Castaldo and Cinque [67] suggested a logging system to facilitate and improve the exchange of electronic health data across multiple countries in Europe in the most secure manner using private blockchain. Yue et al. [59] developed a healthcare data sharing application, namely Healthcare Data Gateway (HGD), based on the blockchain architecture. The provided solution helps control and share client’s data easily without compromising privacy. It provides an excellent way to increase the intelligence of healthcare systems and at the same time keeps patient data private. Moreover, Vishal Patel [70] presented a framework for cross-domain image sharing by using blockchain technology as a distributed data store to create a ledger of radiological studies and control image sharing by customized user permission. In a similar study, Fan et al. [71] developed a MedBlock framework based on blockchain technology to solve data management and data sharing problem in an electronic medical records (EMRs) system and improve medical information sharing. Patients can access the EMRs of different hospitals through the MedBlock framework by avoiding the previous medical data being segmented into various databases. In addition, data sharing and collaboration via blockchain could help hospitals get a prior understanding of patients’ medical history before the consultation. Ji et al. [72] proposed a multi-level location sharing scheme based on blockchain technology. The goal was to achieve the privacy-preserving location sharing by blockchain for telecare medical information systems. They define the primary requirements for location sharing decentralization, confidentiality, variability, multi-level privacy protection, irretrievability, and unforgeability by using Merkle tree and order-preserving encryption. The experimental results showed that the scheme is practical and feasible for patients and medical staff, and can be applied to location information protection in telecare information systems [72]. Shen et al. [73] proposed MedChain, an efficient session-based healthcare data sharing based on blockchain. MedChain uses a digest chain structure approach to check the integrity of a shared medical IoT data stream. This is done to overcome the efficiency issues of existing systems such as Medrec [56] and MedBlock [71]. The evaluation results show that MedChain can achieve higher efficiency and satisfy the security requirements of healthcare data sharing [73].

3.2. Data Management

Even though many companies, especially healthcare institutions, are data driven, and the volume of data generated in this era or another era like the IoT is growing significantly [74], data security and privacy are continuously violated both unintentionally or by illicit users. As a result, many institutions have experienced an enormous loss of reputation and capital. Different users of health data have different roles, and access to data should be governed by privileges allocated to these roles. Such mode of access can be ensured, in a seamless way, by blockchain technology. Below, we describe some blockchain technologies that have been developed for such a purpose.
MedRec [56] is a decentralized EMR management system in which data permission and operation are recorded in the blockchain, and execution is completed by smart contracts. MedRec collaborates supplier’s complete medical information for data authentication, confidentiality, auditing, and sharing, and gives patients a comprehensive, immutable medical data and service. In another study, Zhu et al. [75] proposed an approach for achieving a controllable blockchain data management in the cloud environment to address the concerns of users about the lack of control on the posted ledgers. In their model, they designed a special trust authority node to allow users to terminate and prevent any potentially malicious actions even in a majority attack. In another contribution made by Genestier et al. [76], a new idea of reshaping the consent management in the healthcare system which mainly provides user to control the whole health record data by using blockchain was introduced. However, there is no authorization design and no access control in their implementation.

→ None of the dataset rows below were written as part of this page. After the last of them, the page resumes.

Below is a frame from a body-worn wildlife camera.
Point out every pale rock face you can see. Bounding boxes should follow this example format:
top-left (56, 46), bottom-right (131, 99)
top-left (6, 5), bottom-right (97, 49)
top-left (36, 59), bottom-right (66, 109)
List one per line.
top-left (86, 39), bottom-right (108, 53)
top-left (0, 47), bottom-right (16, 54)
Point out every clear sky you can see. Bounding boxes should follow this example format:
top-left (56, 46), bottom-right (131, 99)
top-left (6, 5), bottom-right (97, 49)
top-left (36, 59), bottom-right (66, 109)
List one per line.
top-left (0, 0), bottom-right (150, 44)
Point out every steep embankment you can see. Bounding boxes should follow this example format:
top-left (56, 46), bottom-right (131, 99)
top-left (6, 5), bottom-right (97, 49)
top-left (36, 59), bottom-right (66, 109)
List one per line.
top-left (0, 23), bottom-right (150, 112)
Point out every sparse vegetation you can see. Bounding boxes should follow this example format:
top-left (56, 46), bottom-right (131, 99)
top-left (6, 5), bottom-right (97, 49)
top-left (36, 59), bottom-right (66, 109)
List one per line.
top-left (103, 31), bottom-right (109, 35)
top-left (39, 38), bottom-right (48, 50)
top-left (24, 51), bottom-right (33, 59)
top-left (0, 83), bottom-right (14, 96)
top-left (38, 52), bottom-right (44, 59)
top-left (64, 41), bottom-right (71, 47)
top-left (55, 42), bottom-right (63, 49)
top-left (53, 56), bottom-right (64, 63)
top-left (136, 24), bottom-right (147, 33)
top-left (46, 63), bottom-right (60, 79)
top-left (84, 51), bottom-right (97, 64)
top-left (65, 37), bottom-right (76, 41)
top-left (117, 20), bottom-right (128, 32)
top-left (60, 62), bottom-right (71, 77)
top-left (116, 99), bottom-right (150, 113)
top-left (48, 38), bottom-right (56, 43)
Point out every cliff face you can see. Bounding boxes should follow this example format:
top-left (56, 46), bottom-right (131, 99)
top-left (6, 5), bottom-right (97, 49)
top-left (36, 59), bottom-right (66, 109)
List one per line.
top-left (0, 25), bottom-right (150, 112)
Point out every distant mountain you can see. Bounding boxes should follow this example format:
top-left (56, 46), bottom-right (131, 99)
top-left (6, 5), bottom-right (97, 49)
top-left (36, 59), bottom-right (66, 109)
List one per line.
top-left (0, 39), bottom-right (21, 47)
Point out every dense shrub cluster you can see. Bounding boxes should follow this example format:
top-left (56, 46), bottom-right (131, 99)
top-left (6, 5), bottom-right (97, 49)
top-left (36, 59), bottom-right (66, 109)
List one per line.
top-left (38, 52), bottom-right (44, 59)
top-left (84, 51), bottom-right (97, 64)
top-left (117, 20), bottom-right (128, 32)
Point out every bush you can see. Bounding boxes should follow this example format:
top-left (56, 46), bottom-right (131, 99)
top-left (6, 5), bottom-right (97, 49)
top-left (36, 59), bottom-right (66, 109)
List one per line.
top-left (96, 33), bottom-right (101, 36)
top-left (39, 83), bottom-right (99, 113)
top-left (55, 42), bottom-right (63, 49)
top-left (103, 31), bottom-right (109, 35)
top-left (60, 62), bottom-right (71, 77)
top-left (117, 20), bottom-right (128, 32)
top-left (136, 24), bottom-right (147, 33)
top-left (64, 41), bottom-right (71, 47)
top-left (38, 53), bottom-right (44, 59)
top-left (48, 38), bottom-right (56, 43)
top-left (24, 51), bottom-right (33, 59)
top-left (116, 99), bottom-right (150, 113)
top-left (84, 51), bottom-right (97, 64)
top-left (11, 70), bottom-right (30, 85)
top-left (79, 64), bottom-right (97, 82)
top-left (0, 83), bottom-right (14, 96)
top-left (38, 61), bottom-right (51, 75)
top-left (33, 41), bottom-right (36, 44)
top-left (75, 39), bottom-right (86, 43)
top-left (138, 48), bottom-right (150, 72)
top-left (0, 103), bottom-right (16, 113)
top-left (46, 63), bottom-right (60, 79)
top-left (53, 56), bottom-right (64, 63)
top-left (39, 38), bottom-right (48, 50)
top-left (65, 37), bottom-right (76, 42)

3.3. Data Storage (Cloud-Based Applications)

Every transaction in a healthcare based blockchain is stored in blocks on decentralized storage system. In a healthcare system, patient medical data are organized in EHRs, which are considered the building blocks of a large distributed medical storage [77]. The latter could be stored on-premise, or on the cloud where security is the primary concern. Cloud storage is mainly the composition of numerous storage devices, connected all together to form a large volume of storage, to accommodate a lot of Information Technology infrastructure. A blockchain based healthcare system is one example of such IT infrastructure. Cloud storage technology has its advantages of fast transmission, good sharing, storage capacity, low cost, easy access, and dynamic association [78]. Al Omar et al. [79] proposed a patient-centric healthcare data management system in a cloud environment using blockchain technology as storage which helps to attain privacy. The main idea of this work is to keep sensitive healthcare data on the blockchain by defining a set of security and privacy requirements to achieve accountability, integrity, and security. Kaur et al. [80], however, introduced a new term BlockCloud, which is, in fact, the blend of blockchain implemented in a cloud environment. The idea behind implementing the cloud is to keep the data distributed and safe under the same roof without involving third parties. The study addressed challenges to how medical providers and organizations, public health agencies, healthcare service providers, and governments need to collaborate and create policy enforcement [80,81].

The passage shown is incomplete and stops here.